[Python-ideas] Hooking between lexer and parser

Andrew Barnert abarnert at yahoo.com
Fri Jun 5 11:29:43 CEST 2015


Compiling a module has four steps:

 * bytes->str (based on encoding declaration or default)
 * str->token stream
 * token stream->AST
 * AST->bytecode

You can very easily hook at every point in that process except the token stream.

There _is_ a workaround: re-encode the text to bytes, wrap it in a BytesIO, call tokenize, munge the token stream, call untokenize, re-decode back to text, then pass that to compile or ast.parse. But, besides being a bit verbose and painful, that means your line and column numbers get screwed up. So, while its fine for a quick&dirty toy like my user-literal-hack, it's not something you'd want to do in a real import hook for use in real code.

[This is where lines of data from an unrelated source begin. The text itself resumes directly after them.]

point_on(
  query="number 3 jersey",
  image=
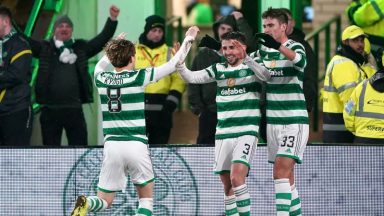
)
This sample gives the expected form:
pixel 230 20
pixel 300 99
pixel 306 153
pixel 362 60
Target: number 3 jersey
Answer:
pixel 122 103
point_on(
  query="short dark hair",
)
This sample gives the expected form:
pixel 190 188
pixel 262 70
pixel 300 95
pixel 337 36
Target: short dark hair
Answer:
pixel 234 35
pixel 119 52
pixel 275 13
pixel 5 12
pixel 287 12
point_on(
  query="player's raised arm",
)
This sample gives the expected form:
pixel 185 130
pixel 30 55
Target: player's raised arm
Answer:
pixel 179 57
pixel 196 77
pixel 261 72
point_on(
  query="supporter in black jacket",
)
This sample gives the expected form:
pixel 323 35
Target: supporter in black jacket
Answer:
pixel 63 82
pixel 15 92
pixel 202 97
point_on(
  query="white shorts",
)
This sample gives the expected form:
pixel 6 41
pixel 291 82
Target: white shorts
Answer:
pixel 123 158
pixel 233 150
pixel 287 141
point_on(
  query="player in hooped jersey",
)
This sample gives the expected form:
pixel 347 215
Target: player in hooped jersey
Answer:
pixel 121 93
pixel 237 99
pixel 287 117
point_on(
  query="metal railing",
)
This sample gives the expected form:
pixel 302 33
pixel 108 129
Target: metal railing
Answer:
pixel 315 35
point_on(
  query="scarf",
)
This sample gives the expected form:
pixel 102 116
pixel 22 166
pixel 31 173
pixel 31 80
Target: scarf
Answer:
pixel 66 52
pixel 2 42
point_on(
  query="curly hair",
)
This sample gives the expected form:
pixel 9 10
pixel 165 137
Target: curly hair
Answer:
pixel 120 52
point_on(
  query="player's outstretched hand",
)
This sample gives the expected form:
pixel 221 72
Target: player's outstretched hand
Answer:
pixel 121 36
pixel 267 40
pixel 114 12
pixel 192 31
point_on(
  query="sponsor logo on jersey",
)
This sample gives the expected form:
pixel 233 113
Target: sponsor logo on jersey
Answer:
pixel 234 91
pixel 273 63
pixel 276 73
pixel 375 128
pixel 243 73
pixel 231 82
pixel 175 192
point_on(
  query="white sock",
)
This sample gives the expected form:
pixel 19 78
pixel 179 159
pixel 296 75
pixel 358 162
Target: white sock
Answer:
pixel 145 207
pixel 243 200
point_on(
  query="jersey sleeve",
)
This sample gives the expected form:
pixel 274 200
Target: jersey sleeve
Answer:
pixel 170 66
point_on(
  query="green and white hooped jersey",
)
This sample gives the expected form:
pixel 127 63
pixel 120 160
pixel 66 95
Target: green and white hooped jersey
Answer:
pixel 285 97
pixel 122 103
pixel 237 99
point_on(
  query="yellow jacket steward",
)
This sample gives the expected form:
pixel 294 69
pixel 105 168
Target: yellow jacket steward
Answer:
pixel 342 76
pixel 369 15
pixel 146 57
pixel 364 114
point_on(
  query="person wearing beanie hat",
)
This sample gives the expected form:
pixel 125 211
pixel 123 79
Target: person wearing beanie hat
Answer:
pixel 63 83
pixel 16 114
pixel 202 97
pixel 163 97
pixel 344 72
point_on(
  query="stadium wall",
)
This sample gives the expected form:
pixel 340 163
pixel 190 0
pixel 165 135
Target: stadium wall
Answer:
pixel 333 180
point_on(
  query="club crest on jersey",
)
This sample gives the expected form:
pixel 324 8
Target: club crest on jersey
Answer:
pixel 231 82
pixel 243 73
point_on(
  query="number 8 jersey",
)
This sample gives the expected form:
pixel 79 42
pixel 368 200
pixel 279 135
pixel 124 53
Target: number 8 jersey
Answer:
pixel 122 103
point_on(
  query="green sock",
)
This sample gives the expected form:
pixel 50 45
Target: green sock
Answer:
pixel 230 206
pixel 283 196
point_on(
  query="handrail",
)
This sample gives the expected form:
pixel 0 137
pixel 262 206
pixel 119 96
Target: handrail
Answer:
pixel 314 35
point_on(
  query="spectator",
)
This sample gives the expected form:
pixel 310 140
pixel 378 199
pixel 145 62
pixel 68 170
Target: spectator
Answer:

This could be solved by just changing ast.parse to accept an iterable of tokens or tuples as well as a string, and likewise for compile.

That isn't exactly a trivial change, because under the covers the _ast module is written in C, partly auto-generated, and expects as input a CST, which is itself created from a different tokenizer written in C with an similar but different API (since C doesn't have iterators). And adding a PyTokenizer_FromIterable or something seems like it might raise some fun bootstrapping issues that I haven't thought through yet. But I think it ought to be doable without having to reimplement the whole parser in pure Python. And I think it would be worth doing.

While we're at it, a few other (much smaller) changes would be nice:

 * Allow tokenize to take a text file instead of making it take a binary file and repeat the encoding detection.
 * Allow tokenize to take a file instead of its readline method.
 * Allow tokenize to take a str/bytes instead of requiring a file.
 * Add flags to compile to stop at any stage (decoded text, tokens, AST, or bytecode) instead of just the last two.
 
(The funny thing is that the C tokenizer actually already does support strings and bytes and file objects.)

I realize that doing all of these changes would mean that compile can now get an iterable and not know whether it's a file or a token stream until it tries to iterate it. So maybe that isn't the best API; maybe it's better to explicitly call tokenize, then ast.parse, then compile instead of calling compile repeatedly with different flags.